Liguei para Boris Casoy, então
diretor de Redação, e disse que estava voltando ao Brasil. Boris pediu
calma que ele resolveria tudo. Resolveu: dobrou o meu salário. Ainda
assim, o dólar valia tão pouco que
éramos obrigados a comprar três
"cucuruchos" (casquinha de sorvete) para dividir entre os cinco
membros da família.
No dia que compramos uma vassoura e era "made in USA", decretei
intimamente que aquele modelo
faliria mais cedo que tarde. Faliu.
É evidente que o Brasil 2007 não
tem parentesco com a Argentina
1981. Mas o problema do dólar pode
ser, de certa forma, até pior. Na Argentina, era só retirar o controle
oficial e o dólar chegaria a seu patamar, digamos, normal.
No Brasil não. Primeiro porque o
câmbio é livre (tão livre quanto pode ser um preço vital como esse).

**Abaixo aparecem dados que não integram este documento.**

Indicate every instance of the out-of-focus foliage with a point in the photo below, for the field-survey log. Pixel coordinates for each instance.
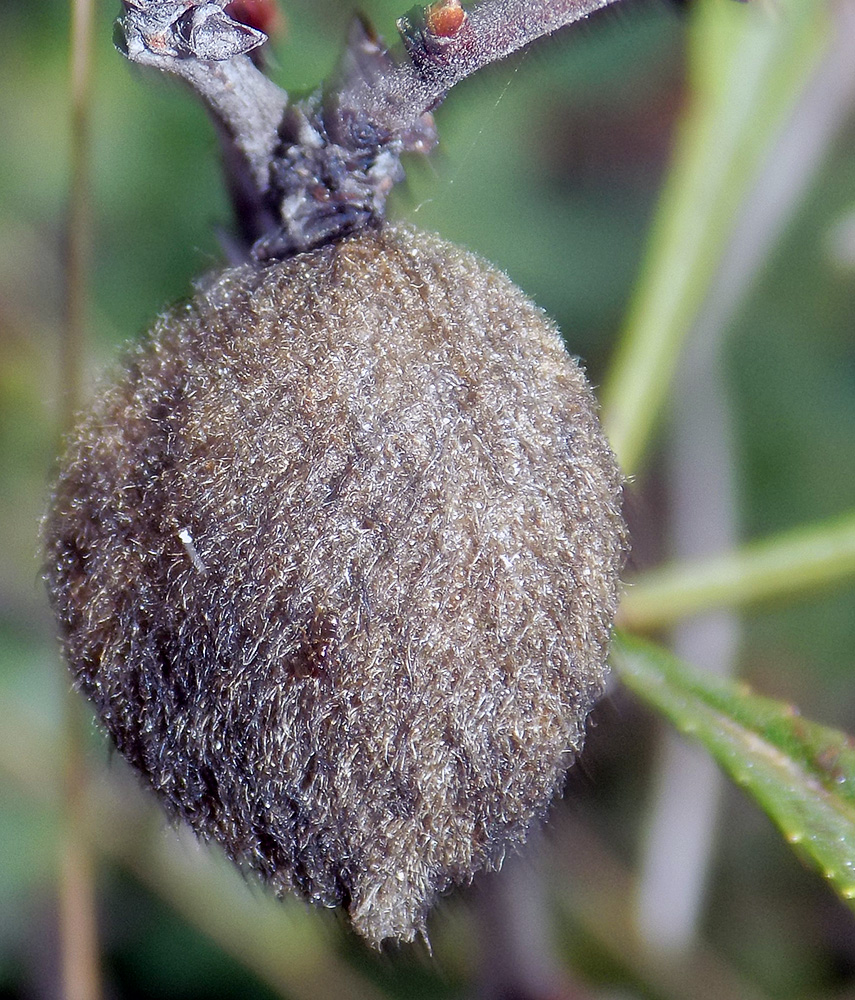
(550, 167)
(801, 773)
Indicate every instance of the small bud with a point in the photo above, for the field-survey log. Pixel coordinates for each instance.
(336, 559)
(444, 18)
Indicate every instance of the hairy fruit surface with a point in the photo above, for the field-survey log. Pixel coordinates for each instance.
(336, 559)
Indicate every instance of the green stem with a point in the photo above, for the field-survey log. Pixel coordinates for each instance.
(747, 71)
(784, 565)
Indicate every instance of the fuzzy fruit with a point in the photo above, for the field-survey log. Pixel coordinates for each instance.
(336, 559)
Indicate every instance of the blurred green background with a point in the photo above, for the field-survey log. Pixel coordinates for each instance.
(550, 166)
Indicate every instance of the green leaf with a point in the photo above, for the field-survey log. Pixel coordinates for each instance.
(747, 71)
(802, 774)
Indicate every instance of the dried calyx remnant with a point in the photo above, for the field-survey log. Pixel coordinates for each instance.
(335, 555)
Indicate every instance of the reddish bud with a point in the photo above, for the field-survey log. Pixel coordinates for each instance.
(445, 18)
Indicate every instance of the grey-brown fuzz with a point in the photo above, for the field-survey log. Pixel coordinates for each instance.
(336, 559)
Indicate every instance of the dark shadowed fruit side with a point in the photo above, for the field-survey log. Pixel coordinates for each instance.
(336, 558)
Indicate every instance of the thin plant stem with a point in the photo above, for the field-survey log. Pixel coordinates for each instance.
(747, 71)
(78, 936)
(792, 563)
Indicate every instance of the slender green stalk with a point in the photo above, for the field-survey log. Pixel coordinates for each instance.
(748, 70)
(78, 937)
(783, 566)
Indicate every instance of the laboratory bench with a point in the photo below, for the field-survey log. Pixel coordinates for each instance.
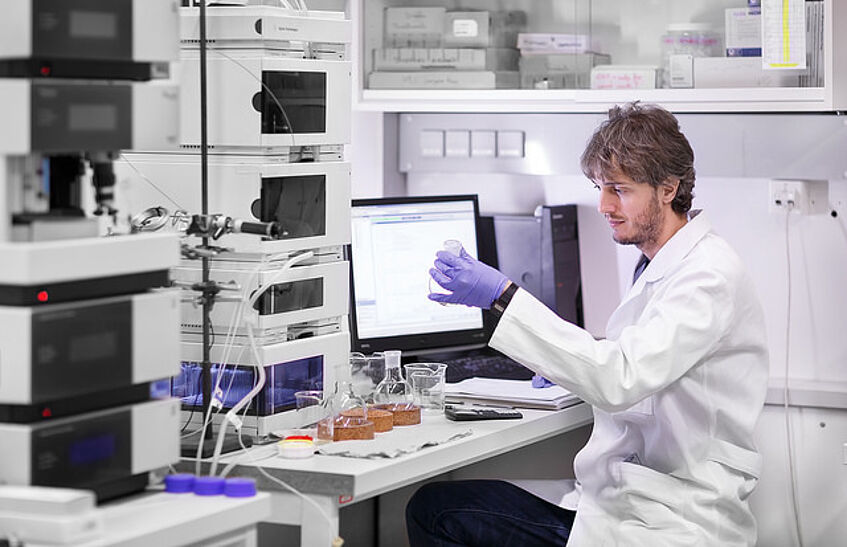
(172, 520)
(335, 482)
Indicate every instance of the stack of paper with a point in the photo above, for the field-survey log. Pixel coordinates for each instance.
(515, 393)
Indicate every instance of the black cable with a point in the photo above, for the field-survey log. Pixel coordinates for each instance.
(206, 365)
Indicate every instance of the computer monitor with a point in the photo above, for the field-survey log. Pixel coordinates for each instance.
(394, 242)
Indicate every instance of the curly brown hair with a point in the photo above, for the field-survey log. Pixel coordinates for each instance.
(643, 142)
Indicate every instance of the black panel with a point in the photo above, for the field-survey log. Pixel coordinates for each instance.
(68, 118)
(566, 267)
(295, 295)
(83, 453)
(63, 68)
(82, 29)
(77, 350)
(298, 204)
(61, 408)
(70, 291)
(302, 96)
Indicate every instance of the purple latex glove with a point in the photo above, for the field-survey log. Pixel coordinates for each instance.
(471, 282)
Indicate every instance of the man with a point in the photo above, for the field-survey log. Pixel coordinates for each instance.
(677, 385)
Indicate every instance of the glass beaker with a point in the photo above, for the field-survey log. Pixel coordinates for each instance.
(393, 388)
(427, 381)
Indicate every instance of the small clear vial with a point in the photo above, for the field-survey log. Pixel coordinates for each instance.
(453, 246)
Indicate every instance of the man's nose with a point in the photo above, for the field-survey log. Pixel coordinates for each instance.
(605, 204)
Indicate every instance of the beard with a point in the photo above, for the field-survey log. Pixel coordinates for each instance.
(646, 226)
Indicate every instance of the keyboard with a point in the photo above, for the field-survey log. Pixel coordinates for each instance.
(485, 366)
(471, 413)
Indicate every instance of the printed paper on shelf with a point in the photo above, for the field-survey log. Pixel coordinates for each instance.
(783, 34)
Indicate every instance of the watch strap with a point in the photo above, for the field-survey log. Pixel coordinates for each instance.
(499, 305)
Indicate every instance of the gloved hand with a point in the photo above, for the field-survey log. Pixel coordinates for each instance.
(472, 283)
(541, 382)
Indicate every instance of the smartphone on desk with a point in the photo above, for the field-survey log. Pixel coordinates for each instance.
(465, 413)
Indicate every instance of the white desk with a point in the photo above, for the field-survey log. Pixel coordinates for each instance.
(171, 520)
(334, 481)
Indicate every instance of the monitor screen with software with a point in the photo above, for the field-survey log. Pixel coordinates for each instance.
(394, 242)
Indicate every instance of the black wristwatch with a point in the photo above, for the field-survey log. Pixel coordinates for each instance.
(499, 305)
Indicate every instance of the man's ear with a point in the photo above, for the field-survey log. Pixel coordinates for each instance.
(668, 190)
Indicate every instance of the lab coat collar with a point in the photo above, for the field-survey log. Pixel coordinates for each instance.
(679, 245)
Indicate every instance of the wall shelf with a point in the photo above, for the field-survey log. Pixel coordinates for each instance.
(630, 34)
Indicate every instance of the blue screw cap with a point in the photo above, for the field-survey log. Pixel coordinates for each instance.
(180, 483)
(240, 488)
(209, 486)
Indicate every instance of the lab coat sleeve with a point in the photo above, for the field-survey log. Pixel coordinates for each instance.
(679, 328)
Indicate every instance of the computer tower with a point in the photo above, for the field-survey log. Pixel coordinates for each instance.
(541, 254)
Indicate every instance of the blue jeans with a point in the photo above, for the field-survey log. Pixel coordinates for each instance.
(484, 513)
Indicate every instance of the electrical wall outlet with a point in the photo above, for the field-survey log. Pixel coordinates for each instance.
(806, 197)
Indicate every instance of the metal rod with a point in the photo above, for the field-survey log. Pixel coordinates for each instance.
(206, 365)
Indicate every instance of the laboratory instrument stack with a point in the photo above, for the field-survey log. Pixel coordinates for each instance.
(279, 100)
(86, 335)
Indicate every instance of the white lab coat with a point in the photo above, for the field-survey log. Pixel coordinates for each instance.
(676, 387)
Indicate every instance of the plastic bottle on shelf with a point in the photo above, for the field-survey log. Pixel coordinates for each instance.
(690, 39)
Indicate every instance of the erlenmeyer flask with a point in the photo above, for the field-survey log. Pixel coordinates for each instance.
(393, 389)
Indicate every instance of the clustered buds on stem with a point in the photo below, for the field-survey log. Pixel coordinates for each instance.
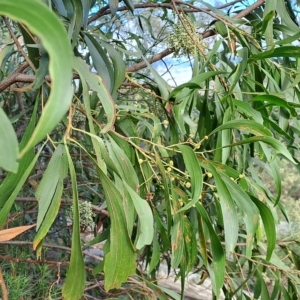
(183, 42)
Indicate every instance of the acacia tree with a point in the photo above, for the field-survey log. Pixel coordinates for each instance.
(175, 168)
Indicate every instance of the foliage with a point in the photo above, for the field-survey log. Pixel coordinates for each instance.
(173, 172)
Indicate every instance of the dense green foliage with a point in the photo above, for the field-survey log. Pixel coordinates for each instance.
(173, 171)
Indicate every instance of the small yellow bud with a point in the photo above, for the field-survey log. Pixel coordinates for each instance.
(188, 184)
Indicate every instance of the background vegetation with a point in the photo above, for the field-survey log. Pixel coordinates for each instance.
(97, 137)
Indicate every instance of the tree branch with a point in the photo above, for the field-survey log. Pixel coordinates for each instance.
(106, 11)
(17, 75)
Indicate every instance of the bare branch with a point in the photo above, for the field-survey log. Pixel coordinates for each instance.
(106, 11)
(17, 75)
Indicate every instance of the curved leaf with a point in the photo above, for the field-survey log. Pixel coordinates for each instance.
(46, 25)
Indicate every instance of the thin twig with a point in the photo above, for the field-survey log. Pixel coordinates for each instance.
(18, 44)
(3, 286)
(65, 201)
(38, 262)
(64, 248)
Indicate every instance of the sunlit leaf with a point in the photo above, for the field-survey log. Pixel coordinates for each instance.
(75, 279)
(37, 17)
(9, 234)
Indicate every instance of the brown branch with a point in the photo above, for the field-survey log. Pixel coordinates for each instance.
(17, 75)
(25, 243)
(206, 34)
(3, 286)
(18, 44)
(65, 201)
(106, 11)
(37, 262)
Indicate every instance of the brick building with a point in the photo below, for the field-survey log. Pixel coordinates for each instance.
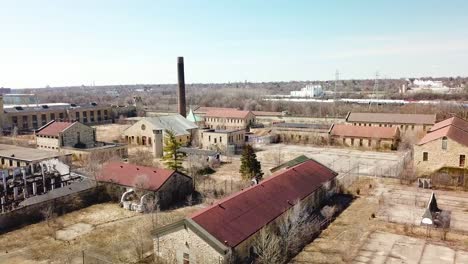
(409, 124)
(230, 226)
(370, 137)
(75, 138)
(223, 141)
(446, 145)
(150, 131)
(168, 186)
(229, 119)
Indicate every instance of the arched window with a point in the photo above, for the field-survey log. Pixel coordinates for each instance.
(444, 143)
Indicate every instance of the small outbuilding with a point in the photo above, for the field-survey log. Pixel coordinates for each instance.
(144, 183)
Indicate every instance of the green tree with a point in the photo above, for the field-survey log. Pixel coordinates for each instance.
(172, 158)
(250, 166)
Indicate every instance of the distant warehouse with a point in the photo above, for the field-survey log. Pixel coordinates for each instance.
(409, 124)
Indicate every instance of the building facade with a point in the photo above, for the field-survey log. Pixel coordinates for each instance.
(150, 132)
(413, 125)
(223, 141)
(231, 119)
(446, 145)
(368, 137)
(76, 139)
(230, 226)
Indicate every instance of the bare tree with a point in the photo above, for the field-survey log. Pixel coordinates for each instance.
(267, 246)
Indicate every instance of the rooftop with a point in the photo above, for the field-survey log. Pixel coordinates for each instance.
(229, 113)
(454, 128)
(126, 174)
(236, 218)
(27, 154)
(53, 128)
(363, 131)
(419, 119)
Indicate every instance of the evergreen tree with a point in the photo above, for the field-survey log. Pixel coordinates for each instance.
(171, 158)
(250, 166)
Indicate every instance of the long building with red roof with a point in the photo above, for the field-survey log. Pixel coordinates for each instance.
(444, 146)
(230, 225)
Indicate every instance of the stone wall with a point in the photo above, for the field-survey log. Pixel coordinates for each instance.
(79, 133)
(182, 240)
(437, 157)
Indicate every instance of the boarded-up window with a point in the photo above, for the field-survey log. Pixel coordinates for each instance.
(444, 143)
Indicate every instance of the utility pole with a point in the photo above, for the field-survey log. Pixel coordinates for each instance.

Segundo porque comprar dólares e
incorporá-los às reservas, como está fazendo o Banco Central, não
funcionou até agora.
Por fim, porque a sabedoria convencional decreta que, reduzindo
mais acentuada e rapidamente os
juros, o dólar subiria, porque cairia
o atrativo de trazê-lo para o Brasil
para apostar nos juros (bem mais
altos que lá fora).
Acontece que o BC jura que os
dólares que estão entrando em catarata e jogam a cotação para baixo
vêm muitíssimo mais das exportações e do investimento externo direito (na produção, não em papéis)
do que da ciranda financeira. Logo,
baixar os juros não faria subir o dólar. Bela sinuca.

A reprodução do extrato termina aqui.